A recent discovery is this top:

That’s the first SmartWool piece of clothing I’ve ever had, and I’ve been extremely happy with it. I bought it to use on my attempted hike of Mount Whitney last year, and it served fairly well—certainly, I can’t blame the garment for the fact that I didn’t make it to the top.

Since then, though, I’ve found that it might be the perfect San Francisco sweater.

It’s supposed to be a base layer, but I don’t use it that way. I wear a T-shirt under it, and pull it on when the city gets chilly. Since getting it, I haven’t needed much more than that plus a jacket.

It’s light and packs easily, making it very convenient to carry, but it’s warm enough that I don’t need to carry another layer. It’s proven to be fairly resilient since then, enduring almost daily wear (admittedly, I have more than one) without any signs of fraying. I’ve been extremely happy with it.

How it works as a base layer for colder weather, I have no idea, although I assume it would do fine. When I have worn it next to my skin it’s been comfortable.
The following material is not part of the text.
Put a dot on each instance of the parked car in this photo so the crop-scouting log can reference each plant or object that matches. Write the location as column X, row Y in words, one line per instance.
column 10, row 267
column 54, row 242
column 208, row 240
I think it looks good as a sweater; the photo makes it look much tighter and shinier than it is[1]. In reality it looks rather more like a typical non-“performance” piece of clothing.

I also have the slightly heavier Men’s NTS Mid 250 Zip T, which is quite similar and which I like almost as much.

If you’re in San Francisco or a similar climate, I highly recommend it.

[1] The photo gives the impression that it looks like this UnderArmour top that I do wear as a base layer when working out, and there’s very little similarity between how the two look in the real world.